When it comes to selling a self-storage facility, operational expenses are among the most important considerations for buyers, lenders, and appraisers. The amount of operational expense is directly related to the net operating income generated by a property. Interested parties will carefully consider the relationship between operational expenses and effective gross revenue for a facility that is being sold or where new financing is being pursued. Buyers will compare a subject facility’s historical expense structure with those currently or previously owned. Operational expenses will be projected into future periods.
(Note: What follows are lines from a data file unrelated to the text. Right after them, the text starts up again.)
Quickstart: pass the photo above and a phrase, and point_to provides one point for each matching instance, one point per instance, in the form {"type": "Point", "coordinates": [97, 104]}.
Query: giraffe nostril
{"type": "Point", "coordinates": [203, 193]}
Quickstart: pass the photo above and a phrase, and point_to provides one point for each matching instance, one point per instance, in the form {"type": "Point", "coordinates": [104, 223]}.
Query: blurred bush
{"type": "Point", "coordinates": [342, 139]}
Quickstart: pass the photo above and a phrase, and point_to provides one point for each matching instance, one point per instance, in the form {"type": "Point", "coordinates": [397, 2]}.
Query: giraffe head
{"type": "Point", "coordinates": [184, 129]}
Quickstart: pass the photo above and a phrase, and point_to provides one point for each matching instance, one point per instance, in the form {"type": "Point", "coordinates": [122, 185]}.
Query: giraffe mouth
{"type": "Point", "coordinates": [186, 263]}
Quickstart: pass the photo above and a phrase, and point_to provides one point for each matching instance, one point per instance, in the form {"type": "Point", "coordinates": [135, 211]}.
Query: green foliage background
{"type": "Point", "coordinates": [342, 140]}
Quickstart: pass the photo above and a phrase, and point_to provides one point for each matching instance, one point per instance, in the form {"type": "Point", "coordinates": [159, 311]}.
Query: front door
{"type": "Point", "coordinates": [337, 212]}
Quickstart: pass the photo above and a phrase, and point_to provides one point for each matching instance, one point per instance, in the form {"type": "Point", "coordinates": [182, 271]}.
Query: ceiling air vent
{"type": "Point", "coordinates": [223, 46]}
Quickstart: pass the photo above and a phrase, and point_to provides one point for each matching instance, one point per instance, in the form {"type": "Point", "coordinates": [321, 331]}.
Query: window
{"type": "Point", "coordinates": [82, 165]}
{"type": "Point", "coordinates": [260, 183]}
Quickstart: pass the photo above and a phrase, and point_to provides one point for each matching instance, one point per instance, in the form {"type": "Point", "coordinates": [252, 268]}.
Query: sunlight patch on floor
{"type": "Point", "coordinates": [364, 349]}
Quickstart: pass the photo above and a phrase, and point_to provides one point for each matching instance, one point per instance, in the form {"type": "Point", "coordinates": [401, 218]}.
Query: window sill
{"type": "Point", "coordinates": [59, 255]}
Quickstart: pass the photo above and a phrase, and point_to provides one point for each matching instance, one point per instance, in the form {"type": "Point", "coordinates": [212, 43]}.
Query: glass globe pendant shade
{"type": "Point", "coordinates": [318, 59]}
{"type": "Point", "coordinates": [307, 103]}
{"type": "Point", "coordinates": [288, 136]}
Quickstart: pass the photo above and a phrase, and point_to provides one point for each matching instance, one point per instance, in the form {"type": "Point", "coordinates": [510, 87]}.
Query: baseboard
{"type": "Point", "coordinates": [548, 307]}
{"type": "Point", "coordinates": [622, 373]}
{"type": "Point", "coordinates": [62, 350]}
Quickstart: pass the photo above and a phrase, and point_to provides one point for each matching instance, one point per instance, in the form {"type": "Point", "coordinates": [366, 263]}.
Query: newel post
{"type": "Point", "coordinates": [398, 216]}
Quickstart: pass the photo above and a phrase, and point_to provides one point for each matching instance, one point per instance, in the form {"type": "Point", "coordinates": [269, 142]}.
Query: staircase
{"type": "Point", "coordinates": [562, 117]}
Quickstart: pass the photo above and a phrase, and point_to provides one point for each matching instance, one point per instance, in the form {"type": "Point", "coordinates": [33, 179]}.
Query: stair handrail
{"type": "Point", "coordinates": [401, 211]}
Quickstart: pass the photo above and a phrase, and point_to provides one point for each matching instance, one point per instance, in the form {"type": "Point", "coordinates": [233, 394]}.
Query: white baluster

Theoretically, each $1 reduction in annual operating expense can translate into as much as $10 to $13 in value if the reduction is sustainable.
Consequently, self-storage owners considering a sale of a facility should carefully manage its operational costs to maximize sale proceeds. Likewise, owners considering a refinancing will maximize loan proceeds by optimizing the cost structure. The good news is that carefully managing operational costs will benefit an owner regardless of whether a sale or financing is consummated, because cost reduction ultimately results in higher cash flows to the current ownership. In other words, if a facility never sells, the owner will still benefit from operational expense reductions.
Understanding The Variables
Operational expenses vary significantly among self-storage facilities. Some operate at 30 percent of gross revenue with others at as much as 54 percent. Of course, there are several reasons for such a broad range. Facilities located in smaller markets tend to fall in the low end of the range; conversely urban facilities in major markets will tend to fall in the higher end.